Slave – the cringingly obsequious computer that controlled Scorpio, the ship they acquired after losing Liberator.@janetteb They couldn’t ‘find’ the Liberator, it disintegrated with Servalan on board. After running through a clump of integralactic fungus that ate it. Incidentally, that was one big plot booboo – there was fungus and rust popping out of all the joints in the wall cladding and neither Avon’s crew nor Servalan noticed it. However, I guess Liberator had sister ships that a reboot could acquire, I agree it was too awesome a ship to dispense with. But any remake would absolutely have to have an Avon. Blake or his replacement Tarrant (ever notice how similar they were? – compared to Avon’s suave ruthlessness) were, I think, less integral to the series. Incidentally, how many of the original ‘seven’ made it all the way through every episode? I think, only Avon and Vila. I used to be able to name them all, and roughly when they arrived and departed. Gan was the first casualty. Then Cally the telepath I think. Then Jenna the pirate and Blake. Then Tarrant arrived, then Dayna the hunter, then Soolin the assassin. Anyone I missed?
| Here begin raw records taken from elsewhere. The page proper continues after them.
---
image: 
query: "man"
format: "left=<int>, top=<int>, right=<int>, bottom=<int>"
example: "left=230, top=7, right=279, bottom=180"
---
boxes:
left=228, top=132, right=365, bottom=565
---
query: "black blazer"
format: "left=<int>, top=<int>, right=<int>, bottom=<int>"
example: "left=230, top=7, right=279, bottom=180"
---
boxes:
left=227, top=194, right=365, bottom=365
I never watched Babylon 5, didn’t know it was partly inspired by B7. Another one I think probably owed something to B7 was Farscape – a crew of fugitives, being hunted by a military power, in a huge alien ship (Moya), having adventures along the way. I suspect though, that trope is quite common in sci-fi. It does lend itself to changing cast members on occasion as actors drop out or join. Farscape, by the way, was notable for wild plot twists, as some of their fiercest enemies in the Peacekeepers were deposed and sought refuge on Moya. (‘Peacekeepers’ – what a lovely name for a ruthless militaristic mercenary culture. Some cynic dreamed that up. A bit like the Colt .45 ‘Peacemaker’ – all very peaceful when you’ve killed all the opposition. I won’t even get started on the FIFA/Nobel Peace Prize… 🙂
4 February 2026 at 04:15 #78519@nerys I hope you are enjoying it. Our eldest started showing it to his gf. She was not initially impressed but it has grown on her. I watched it when it first aired. would sit up to late to record it on VHS and cut out the adds. It is part of the family culture, as much as Who and Blake’s 7.
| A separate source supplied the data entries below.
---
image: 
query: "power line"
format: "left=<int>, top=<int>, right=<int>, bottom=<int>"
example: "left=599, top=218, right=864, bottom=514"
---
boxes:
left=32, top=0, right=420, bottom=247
@dentarthurdent. I don’t think I have even watched the later series. I certainly don’t remember seeing the Liberator destroyed. I suspect I ditched out shortly after Gareth Thomas did. I felt the show lost direction after that so I guess I am only half a fan.
cheers
Janette
4 February 2026 at 09:18 #78520You misunderstand. My character analyses were for a putative reboot for OUR time: crooks are creeps, ruthless dictators are also venal idiots, freedom fighters hopelessly naive. MY kind of dystopia.
I just think you could have much more fun with the idea of The Liberator. Could a bunch of polynesians have done nothing with an C18th sloop without instruction from at least some of the existing crew? Let us not forget Chib’s useless ‘Sontaran’s have three fingers’ running joke.
Ok. The Liberator’s controls are obviously telepathic… why? Why would you want a bunch of aliens take over your ship? Or is the ship actually taking over the alien crew?
As I say… fun.
4 February 2026 at 16:33 #78521@janetteb Initially I was like your son’s girlfriend. When my husband pulled out his prized DVDs and started watching them, I rolled my eyes and doom-scrolled on my phone, somehow seeing that as a better alternative. Especially when he saw fit to explain the whole backstory of a character or scene.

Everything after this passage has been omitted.